[PATCH] libstdc++: Ensure active union member is correctly set

Nathaniel Shead nathanieloshead@gmail.com
Fri Sep 29 16:29:06 GMT 2023


On Fri, Sep 29, 2023 at 04:06:33PM +0100, Jonathan Wakely wrote:
> On Fri, 29 Sept 2023 at 10:32, Jonathan Wakely <jwakely@redhat.com> wrote:
> > > Thanks for the comments, here's an updated version of the patch.
> > > Bootstrapped and regtested on x86_64-pc-linux-gnu.
> >
> > Great, I'll get this committed today - thanks!
> 
> That's done now.
> 

Thanks!

> > >
> > > I'll note that there are some existing calls to `_M_use_local_data()`
> > > already used only for their side effects without a cast to void, e.g.
> > >
> > >       /**
> > >        *  @brief  Default constructor creates an empty string.
> > >        */
> > >       _GLIBCXX20_CONSTEXPR
> > >       basic_string()
> > >       _GLIBCXX_NOEXCEPT_IF(is_nothrow_default_constructible<_Alloc>::value)
> > >       : _M_dataplus(_M_local_data())
> > >       {
> > >         _M_use_local_data();
> > >         _M_set_length(0);
> > >       }
> > >
> > > I haven't updated these, but should this be changed for consistency?
> >
> > Yes, good idea. I can do that.
> 
> I started to do that, and decided it made more sense to split out the
> constexpr loop from _M_use_local_data() into a separate function,
> _M_init_local_buf().
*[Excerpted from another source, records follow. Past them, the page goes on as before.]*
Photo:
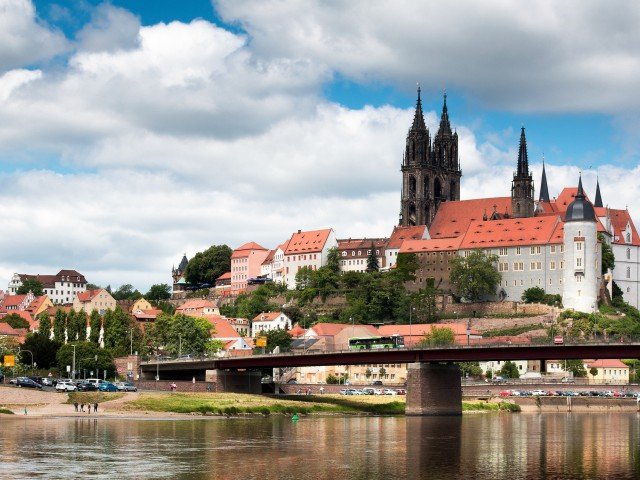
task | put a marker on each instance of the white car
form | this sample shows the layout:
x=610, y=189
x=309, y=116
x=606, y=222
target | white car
x=65, y=387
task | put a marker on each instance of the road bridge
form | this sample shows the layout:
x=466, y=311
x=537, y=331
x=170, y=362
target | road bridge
x=433, y=380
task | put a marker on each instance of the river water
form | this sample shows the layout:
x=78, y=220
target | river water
x=476, y=446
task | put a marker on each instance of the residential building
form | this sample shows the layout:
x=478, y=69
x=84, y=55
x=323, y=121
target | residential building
x=307, y=249
x=265, y=322
x=99, y=300
x=246, y=263
x=198, y=307
x=61, y=288
x=611, y=371
x=354, y=253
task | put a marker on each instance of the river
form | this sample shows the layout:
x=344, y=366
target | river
x=479, y=446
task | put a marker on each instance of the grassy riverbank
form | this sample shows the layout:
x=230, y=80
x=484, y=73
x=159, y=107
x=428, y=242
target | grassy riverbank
x=235, y=404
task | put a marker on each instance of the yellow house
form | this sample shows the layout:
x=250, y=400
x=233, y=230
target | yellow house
x=608, y=371
x=141, y=304
x=98, y=299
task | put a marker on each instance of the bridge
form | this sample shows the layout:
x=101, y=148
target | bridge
x=433, y=380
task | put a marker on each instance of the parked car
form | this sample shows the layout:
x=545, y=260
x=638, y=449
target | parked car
x=107, y=387
x=126, y=387
x=27, y=383
x=67, y=386
x=86, y=387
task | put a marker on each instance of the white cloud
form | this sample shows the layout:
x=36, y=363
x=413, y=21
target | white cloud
x=23, y=40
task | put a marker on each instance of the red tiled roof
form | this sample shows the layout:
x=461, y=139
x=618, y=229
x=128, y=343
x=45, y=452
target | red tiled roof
x=401, y=233
x=453, y=218
x=606, y=363
x=431, y=245
x=619, y=220
x=244, y=250
x=267, y=317
x=306, y=242
x=511, y=232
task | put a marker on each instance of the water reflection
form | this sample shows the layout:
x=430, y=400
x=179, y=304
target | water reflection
x=483, y=446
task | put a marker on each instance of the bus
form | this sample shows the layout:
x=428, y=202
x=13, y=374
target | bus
x=376, y=343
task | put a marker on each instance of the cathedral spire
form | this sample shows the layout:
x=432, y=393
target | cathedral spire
x=523, y=159
x=544, y=189
x=598, y=202
x=445, y=126
x=418, y=118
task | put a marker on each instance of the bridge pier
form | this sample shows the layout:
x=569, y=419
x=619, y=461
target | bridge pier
x=433, y=389
x=233, y=381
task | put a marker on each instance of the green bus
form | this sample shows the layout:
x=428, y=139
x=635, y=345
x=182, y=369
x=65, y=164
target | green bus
x=376, y=343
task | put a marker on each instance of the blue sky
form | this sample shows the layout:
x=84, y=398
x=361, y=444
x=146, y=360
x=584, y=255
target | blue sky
x=134, y=131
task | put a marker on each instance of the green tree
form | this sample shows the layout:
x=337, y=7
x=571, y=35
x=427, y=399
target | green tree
x=126, y=292
x=372, y=259
x=30, y=285
x=475, y=276
x=533, y=295
x=15, y=321
x=44, y=350
x=509, y=370
x=95, y=321
x=206, y=266
x=608, y=258
x=89, y=357
x=438, y=337
x=59, y=326
x=44, y=324
x=158, y=292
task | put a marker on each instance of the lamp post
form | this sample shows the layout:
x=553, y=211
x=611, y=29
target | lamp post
x=73, y=364
x=30, y=352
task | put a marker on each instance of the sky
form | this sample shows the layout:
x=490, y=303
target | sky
x=132, y=132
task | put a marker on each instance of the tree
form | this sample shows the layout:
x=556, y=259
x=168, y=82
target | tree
x=372, y=259
x=206, y=266
x=95, y=322
x=30, y=285
x=15, y=321
x=44, y=324
x=158, y=292
x=44, y=350
x=438, y=337
x=608, y=258
x=533, y=295
x=59, y=326
x=475, y=276
x=509, y=370
x=126, y=292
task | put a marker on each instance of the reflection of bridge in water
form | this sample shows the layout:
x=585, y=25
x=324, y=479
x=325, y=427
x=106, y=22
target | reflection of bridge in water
x=433, y=380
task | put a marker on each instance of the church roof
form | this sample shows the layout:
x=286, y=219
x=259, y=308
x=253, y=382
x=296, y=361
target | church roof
x=453, y=218
x=513, y=232
x=581, y=209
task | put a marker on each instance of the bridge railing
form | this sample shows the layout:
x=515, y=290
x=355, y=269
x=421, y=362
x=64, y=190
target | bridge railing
x=344, y=348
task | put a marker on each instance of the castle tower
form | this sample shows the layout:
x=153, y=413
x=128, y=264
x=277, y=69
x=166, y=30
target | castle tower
x=430, y=174
x=581, y=272
x=522, y=185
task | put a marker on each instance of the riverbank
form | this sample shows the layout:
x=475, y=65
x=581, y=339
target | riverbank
x=168, y=404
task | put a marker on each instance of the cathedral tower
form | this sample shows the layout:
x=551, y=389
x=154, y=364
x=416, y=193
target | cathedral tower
x=430, y=173
x=522, y=185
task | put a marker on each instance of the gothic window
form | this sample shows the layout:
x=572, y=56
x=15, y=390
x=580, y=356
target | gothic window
x=437, y=189
x=412, y=186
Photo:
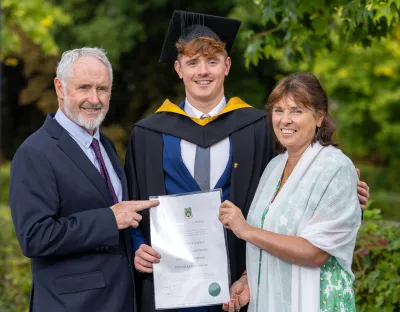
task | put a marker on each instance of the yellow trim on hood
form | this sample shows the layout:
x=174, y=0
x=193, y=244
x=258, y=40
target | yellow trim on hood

Then we can use that for all the places where we
> don't care about the return value. That avoids the overhead of using
> pointer_traits::pointer_to when we don't need the return value (which
> is admittedly only going to be an issue for -O0 code, but I think it's
> cleaner this way anyway).
> 
> Please see the attached patch and let me know what you think.

I agree, and it also looks clearer to me what is happening.

> 
> > Thanks again for fixing these. I think this might fix some bug reports
> > about clang rejecting our std::string in constant expressions, so I'll
> > check those.
> 
> Your patch fixes https://gcc.gnu.org/bugzilla/show_bug.cgi?id=110900
> (so we should backport it to gcc-13 and gcc-12 too).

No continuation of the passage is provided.